We'll start by importing the Spotify dataset and cleaning it:
- Converting musical keys (numbers) to standard music notation (C, C#, etc.)
- Converting mode from binary (0/1) to human-readable format (Minor/Major)
- Removing duplicate songs
- Converting duration from milliseconds to minutes

In [None]:
# Read the data
data_file_path <- file.path(getwd(), "..", "..", "data-files", "spotify_data", "data.csv")
df <- read_csv(data_file_path)

# Display data structure
str(df)

# Display first few rows
head(df)

In [None]:
# Define mappings as named vectors
map_key <- c(
  "0" = "C", "1" = "C#", "2" = "D", "3" = "D#", "4" = "E",
  "5" = "F", "6" = "F#", "7" = "G", "8" = "G#", "9" = "A",
  "10" = "A#", "11" = "B"
)

map_mode <- c("1" = "Major", "0" = "Minor")

# Apply the mappings to the 'mode' and 'key' columns
df$mode <- map_mode[as.character(df$mode)]
df$key <- map_key[as.character(df$key)]

# Check for duplicates
check_dups <- df[, c("artists", "name")]
dups <- which(duplicated(check_dups))

# Drop duplicates
cat("Before dropping duplicates:", nrow(df), "rows\n")
df <- df[-dups, ]
cat("After dropping duplicates:", nrow(df), "rows\n")

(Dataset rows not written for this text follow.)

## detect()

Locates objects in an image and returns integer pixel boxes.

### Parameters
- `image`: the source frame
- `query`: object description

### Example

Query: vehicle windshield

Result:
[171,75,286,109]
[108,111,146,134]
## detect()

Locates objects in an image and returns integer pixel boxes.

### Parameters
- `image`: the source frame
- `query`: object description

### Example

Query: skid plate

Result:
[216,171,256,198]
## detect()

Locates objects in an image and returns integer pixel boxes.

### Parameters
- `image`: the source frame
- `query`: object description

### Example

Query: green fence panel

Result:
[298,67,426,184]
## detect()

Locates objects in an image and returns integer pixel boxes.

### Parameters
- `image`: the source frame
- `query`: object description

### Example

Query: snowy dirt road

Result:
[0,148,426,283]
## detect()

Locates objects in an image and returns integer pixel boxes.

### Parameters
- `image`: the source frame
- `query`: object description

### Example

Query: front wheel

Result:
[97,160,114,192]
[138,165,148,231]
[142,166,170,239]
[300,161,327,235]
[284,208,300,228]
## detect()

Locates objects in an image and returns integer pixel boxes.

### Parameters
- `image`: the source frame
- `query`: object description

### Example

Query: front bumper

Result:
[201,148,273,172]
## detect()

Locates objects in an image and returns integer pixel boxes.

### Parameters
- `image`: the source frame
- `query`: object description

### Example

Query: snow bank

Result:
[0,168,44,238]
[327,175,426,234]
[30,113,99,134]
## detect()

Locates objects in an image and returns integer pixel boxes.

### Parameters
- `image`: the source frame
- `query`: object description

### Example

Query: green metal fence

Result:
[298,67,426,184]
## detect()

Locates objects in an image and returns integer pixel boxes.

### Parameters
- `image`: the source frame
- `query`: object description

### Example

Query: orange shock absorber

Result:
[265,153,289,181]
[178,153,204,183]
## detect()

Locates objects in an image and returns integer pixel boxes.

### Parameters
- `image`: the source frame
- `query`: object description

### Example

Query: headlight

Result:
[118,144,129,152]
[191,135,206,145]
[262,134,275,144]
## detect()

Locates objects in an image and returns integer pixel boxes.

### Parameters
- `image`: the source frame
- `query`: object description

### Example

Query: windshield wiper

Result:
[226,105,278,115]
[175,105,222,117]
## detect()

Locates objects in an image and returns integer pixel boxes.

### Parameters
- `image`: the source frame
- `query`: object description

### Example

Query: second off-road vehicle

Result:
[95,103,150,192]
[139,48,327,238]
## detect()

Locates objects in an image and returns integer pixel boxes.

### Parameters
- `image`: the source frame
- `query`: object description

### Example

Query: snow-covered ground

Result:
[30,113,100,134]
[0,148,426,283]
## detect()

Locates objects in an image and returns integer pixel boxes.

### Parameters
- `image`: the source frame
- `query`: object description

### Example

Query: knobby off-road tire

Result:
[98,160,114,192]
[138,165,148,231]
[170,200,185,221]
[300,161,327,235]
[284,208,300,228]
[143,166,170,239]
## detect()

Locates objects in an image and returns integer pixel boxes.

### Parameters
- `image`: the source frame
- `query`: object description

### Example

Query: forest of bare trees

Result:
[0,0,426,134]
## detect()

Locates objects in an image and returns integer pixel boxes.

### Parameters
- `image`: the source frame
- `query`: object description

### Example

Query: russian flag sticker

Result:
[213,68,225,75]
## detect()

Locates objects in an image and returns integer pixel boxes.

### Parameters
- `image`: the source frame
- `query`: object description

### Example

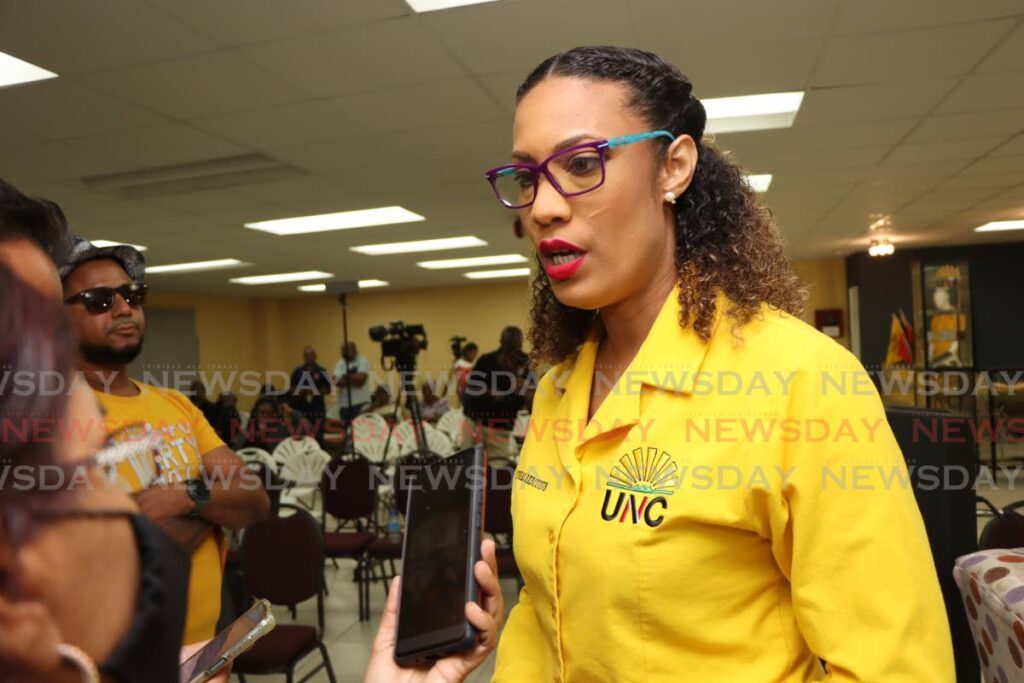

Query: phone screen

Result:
[178,603,267,683]
[397,456,483,641]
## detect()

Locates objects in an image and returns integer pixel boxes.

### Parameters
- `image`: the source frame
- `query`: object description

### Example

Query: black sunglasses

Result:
[65,283,148,313]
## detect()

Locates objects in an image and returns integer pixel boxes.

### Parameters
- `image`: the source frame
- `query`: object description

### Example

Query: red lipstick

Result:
[538,240,587,280]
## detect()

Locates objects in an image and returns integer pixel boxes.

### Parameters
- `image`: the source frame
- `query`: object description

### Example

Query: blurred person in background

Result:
[334,341,370,426]
[288,346,331,445]
[60,238,269,644]
[420,380,452,424]
[0,263,205,683]
[0,178,71,301]
[462,326,537,458]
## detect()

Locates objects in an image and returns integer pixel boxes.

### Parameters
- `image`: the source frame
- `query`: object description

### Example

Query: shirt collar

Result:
[554,285,729,397]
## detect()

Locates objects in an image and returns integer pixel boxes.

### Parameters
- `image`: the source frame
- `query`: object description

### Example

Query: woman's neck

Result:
[601,272,676,366]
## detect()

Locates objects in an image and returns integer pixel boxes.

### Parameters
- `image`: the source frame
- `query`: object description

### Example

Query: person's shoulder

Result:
[729,305,862,369]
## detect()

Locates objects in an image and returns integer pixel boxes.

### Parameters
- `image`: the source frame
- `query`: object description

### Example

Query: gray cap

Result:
[58,234,145,282]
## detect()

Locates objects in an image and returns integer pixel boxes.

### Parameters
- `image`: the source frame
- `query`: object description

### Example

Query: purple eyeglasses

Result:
[484,130,676,209]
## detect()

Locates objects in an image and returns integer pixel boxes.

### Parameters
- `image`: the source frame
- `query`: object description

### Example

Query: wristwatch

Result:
[185,477,210,514]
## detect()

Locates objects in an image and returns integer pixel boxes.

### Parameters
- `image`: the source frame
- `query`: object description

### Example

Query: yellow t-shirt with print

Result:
[95,382,224,645]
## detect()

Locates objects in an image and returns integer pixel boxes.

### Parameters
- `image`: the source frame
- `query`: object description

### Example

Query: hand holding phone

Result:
[365,539,505,683]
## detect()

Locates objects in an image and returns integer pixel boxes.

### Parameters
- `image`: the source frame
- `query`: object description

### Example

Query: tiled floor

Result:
[231,446,1024,683]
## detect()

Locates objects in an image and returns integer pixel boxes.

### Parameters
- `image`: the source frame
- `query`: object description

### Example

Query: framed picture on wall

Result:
[922,261,974,369]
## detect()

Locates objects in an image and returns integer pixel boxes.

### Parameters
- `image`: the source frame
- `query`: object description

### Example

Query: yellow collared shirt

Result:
[494,290,954,683]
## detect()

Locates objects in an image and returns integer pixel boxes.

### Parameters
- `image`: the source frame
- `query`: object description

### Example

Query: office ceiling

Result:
[0,0,1024,295]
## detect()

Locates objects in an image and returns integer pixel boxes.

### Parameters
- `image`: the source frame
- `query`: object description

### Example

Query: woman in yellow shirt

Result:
[487,47,953,683]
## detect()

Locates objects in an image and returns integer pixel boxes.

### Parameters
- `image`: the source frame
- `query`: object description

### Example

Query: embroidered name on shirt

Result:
[601,447,679,528]
[515,470,548,490]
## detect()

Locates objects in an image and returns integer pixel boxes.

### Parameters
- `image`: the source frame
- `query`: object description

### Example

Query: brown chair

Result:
[232,505,336,683]
[321,456,378,622]
[483,463,522,588]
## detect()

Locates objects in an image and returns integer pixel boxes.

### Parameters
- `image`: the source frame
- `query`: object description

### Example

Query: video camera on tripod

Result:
[370,321,427,372]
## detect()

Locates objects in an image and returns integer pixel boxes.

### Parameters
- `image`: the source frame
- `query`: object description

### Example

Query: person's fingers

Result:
[466,602,498,650]
[373,577,401,652]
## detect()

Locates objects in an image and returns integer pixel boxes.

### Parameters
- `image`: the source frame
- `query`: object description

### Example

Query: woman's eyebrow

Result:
[512,133,604,162]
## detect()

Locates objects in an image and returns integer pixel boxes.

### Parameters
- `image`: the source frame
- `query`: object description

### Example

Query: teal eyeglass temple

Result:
[607,130,676,147]
[484,130,676,209]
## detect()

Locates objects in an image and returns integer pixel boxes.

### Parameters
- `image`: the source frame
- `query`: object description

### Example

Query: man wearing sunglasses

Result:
[60,238,269,644]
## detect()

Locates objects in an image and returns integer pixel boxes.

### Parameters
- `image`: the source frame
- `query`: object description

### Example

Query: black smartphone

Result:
[394,446,487,667]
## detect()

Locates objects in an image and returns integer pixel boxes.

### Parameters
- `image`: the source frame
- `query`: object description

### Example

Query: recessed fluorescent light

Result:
[245,206,426,234]
[145,258,250,274]
[406,0,495,12]
[416,254,529,270]
[700,92,804,133]
[746,173,771,193]
[299,280,391,292]
[89,240,146,251]
[0,52,57,88]
[349,236,487,256]
[230,270,334,285]
[463,268,529,280]
[974,220,1024,232]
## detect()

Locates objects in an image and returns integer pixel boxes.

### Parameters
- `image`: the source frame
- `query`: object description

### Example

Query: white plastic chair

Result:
[236,447,278,472]
[437,409,466,443]
[391,420,417,454]
[398,424,455,458]
[281,449,331,509]
[355,436,398,463]
[352,413,389,443]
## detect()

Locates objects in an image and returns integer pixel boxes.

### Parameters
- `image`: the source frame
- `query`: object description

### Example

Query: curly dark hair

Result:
[516,46,806,362]
[0,178,71,267]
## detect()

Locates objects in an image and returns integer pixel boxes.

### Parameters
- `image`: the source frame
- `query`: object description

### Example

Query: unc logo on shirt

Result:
[601,446,679,528]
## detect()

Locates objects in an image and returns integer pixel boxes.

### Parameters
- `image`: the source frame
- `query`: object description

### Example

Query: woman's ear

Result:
[659,135,697,197]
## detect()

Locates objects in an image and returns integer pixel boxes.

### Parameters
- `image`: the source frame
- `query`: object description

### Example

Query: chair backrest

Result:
[391,420,416,453]
[437,409,466,443]
[483,463,515,533]
[242,505,324,605]
[398,423,455,458]
[236,447,278,471]
[273,436,321,465]
[391,455,440,515]
[275,447,331,486]
[354,439,398,463]
[352,413,389,443]
[321,458,380,521]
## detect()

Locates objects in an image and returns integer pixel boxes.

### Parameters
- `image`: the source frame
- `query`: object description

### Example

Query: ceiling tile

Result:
[0,79,167,145]
[991,134,1024,156]
[936,72,1024,114]
[785,118,921,152]
[328,79,508,133]
[883,136,1007,166]
[796,79,955,126]
[189,100,368,153]
[906,109,1024,142]
[71,123,249,168]
[421,0,637,78]
[978,22,1024,74]
[85,50,306,119]
[0,0,217,76]
[240,17,465,96]
[812,19,1014,87]
[152,0,412,45]
[834,0,1024,36]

# Convert duration from milliseconds to minutes
df$duration_min <- df$duration_ms / 60000

# Drop unused columns
df$release_date <- NULL
df$id <- NULL
df$duration_ms <- NULL

# Filter to songs with duration <= 5 minutes
df <- df %>% filter(duration_min <= 5)

# Summary of cleaned data
summary(df)

## Basic Data Exploration with ggplot2

Using ggplot2 to create visualizations of the various musical features in the dataset. 
We'll look at distributions of key metrics like valence, acousticness, danceability, etc.

In [None]:
# Define a theme for consistent visualization
theme_spotify <- function() {
  theme_minimal() +
    theme(
      plot.title = element_text(size = 14, face = "bold"),
      plot.subtitle = element_text(size = 12),
      axis.title = element_text(size = 10),
      legend.position = "right",
      panel.grid.minor = element_blank()
    )
}

# Function to create distribution plots with ggplot2
create_distribution_plot <- function(df, column) {
  p1 <- ggplot(df, aes_string(x = column)) +
    geom_histogram(bins = 30, fill = "#1DB954", alpha = 0.7) +
    geom_vline(aes(xintercept = mean(df[[column]], na.rm = TRUE)), 
               color = "#E3CF7A", linetype = "dashed", size = 1) +
    geom_vline(aes(xintercept = median(df[[column]], na.rm = TRUE)), 
               color = "#F28C28", linetype = "dotted", size = 1) +
    annotate("text", x = mean(df[[column]], na.rm = TRUE) + 0.05, 
             y = max(hist(df[[column]], plot = FALSE)$counts) * 0.9, 
             label = paste("Mean:", round(mean(df[[column]], na.rm = TRUE), 2))) +
    annotate("text", x = median(df[[column]], na.rm = TRUE) - 0.05, 
             y = max(hist(df[[column]], plot = FALSE)$counts) * 0.8, 
             label = paste("Median:", round(median(df[[column]], na.rm = TRUE), 2))) +
    labs(title = paste("Distribution of", column), 
         x = column, y = "Count") +
    theme_spotify()
  
  p2 <- ggplot(df, aes_string(y = column)) +
    geom_boxplot(fill = "#1DB954", alpha = 0.7) +
    labs(title = paste("Boxplot of", column), 
         x = "", y = column) +
    theme_spotify() +
    theme(axis.text.x = element_blank(), axis.ticks.x = element_blank())
  
  # Return both plots to be arranged with grid.arrange
  return(list(p1, p2))
}

# Define the music values to analyze
music_vals <- c(
  "valence", "acousticness", "danceability", "duration_min",
  "energy", "instrumentalness", "liveness", "loudness",
  "popularity", "speechiness", "tempo"
)

# Create and display distribution plots for first few features
for (col in music_vals[1:4]) {
  plots <- create_distribution_plot(df, col)
  grid.arrange(plots[[1]], plots[[2]], ncol = 2, widths = c(2, 1))
}

In [None]:
# Create density plots for key musical features
musical_features <- c("valence", "energy", "danceability", "acousticness")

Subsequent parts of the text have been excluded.